AUSTRALIAN households are already pay the highest ever rates for electricity. Now get ready to start doing the same for food and clothing. Proposed drastic cuts to water allocations in the Murray-Darling Basin will hit farmers from Griffith to Narrabri and send supermarket prices soaring, industry experts said.

The Murray-Darling Basin Authority - an independent body charged with "restoring balance" in some of the country's most productive agricultural areas - released a proposal yesterday to cut up to 37 per cent from irrigators' water allotments.

The full cost is expected to be at least $1.1 billion in lost agricultural production, while some regional towns relying on irrigation farming may become ghost towns. The authority believes just 800 jobs will be lost, but the NSW Irrigators Council reckons that figure will be more like 17,000.

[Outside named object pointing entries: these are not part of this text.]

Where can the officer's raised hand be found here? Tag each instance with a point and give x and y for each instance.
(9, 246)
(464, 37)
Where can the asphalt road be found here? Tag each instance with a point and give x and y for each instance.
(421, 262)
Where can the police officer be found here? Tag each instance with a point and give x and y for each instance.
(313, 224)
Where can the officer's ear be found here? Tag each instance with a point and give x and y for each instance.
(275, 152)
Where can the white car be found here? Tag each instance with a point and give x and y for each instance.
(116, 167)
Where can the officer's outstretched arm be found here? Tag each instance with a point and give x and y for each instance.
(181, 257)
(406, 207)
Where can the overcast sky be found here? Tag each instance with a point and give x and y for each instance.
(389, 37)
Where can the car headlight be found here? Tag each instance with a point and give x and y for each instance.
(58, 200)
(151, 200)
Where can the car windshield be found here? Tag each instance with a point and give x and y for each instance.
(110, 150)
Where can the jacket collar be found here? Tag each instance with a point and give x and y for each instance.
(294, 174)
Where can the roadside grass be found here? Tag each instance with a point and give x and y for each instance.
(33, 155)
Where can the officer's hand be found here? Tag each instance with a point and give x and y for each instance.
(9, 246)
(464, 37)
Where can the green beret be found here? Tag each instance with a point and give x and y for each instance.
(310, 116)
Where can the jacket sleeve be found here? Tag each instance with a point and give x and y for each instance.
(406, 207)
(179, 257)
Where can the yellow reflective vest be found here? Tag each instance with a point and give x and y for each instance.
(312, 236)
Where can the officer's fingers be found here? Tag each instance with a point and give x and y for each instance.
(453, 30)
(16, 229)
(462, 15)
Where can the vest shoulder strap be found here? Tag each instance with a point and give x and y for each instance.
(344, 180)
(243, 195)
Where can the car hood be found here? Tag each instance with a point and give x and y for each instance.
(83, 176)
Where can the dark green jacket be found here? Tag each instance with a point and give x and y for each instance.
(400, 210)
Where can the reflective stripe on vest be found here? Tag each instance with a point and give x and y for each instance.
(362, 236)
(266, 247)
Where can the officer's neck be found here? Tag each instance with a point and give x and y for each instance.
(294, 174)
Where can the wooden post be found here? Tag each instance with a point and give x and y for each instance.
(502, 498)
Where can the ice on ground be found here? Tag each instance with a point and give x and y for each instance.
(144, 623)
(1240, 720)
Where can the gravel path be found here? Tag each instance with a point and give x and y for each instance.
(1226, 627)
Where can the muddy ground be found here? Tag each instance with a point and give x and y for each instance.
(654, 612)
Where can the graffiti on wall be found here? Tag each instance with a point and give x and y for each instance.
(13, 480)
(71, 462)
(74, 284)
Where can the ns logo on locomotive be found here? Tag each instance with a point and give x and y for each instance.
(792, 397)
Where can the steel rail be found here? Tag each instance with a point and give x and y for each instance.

Regional Australia isn't happy but the flow-on effect will be felt as keenly in the city with more costly food and clothing, to go with already high cost-of-living pressure. "There will be riots in the streets, which is a colourful statement but this is clearly a plan to not only hurt our farmers but to depopulate regional Australia," Murrumbidgee Irrigation chairwoman Gillian Kirkup said.

In NSW, the report recommends cuts of up to 43 per cent in the Murrumbidgee and up to 37 per cent in the Murray and Gwydir as part of a plan to direct more water toward environmental purposes, such as desalination.

Farmers Association vice-president Peter Darley said the report could spell the end of farming as we know it. "They have put environmental flows ahead of food security, which is disgusting," Mr Darley said. "The cuts will push the price of food up but by how much only time will tell. But retailers will certainly capitalise on this."

The report also warns that tough restrictions on the use of Australia's most productive river network - the source of 40 per cent of our food - could push cotton farmers in the state's north to alternative crops, or right off the land. "Some service centres may become more welfare dependent," the Murray-Darling Basin Authority report [smugly] said.

The authority wants to raise environmental water flow [i.e. let the water run straight out to sea] from 58 per cent to 67-70 per cent in a bid to save native birds, fish and trees. The study is a "guide" for a draft report which will lead to a final document not expected before the end of 2011.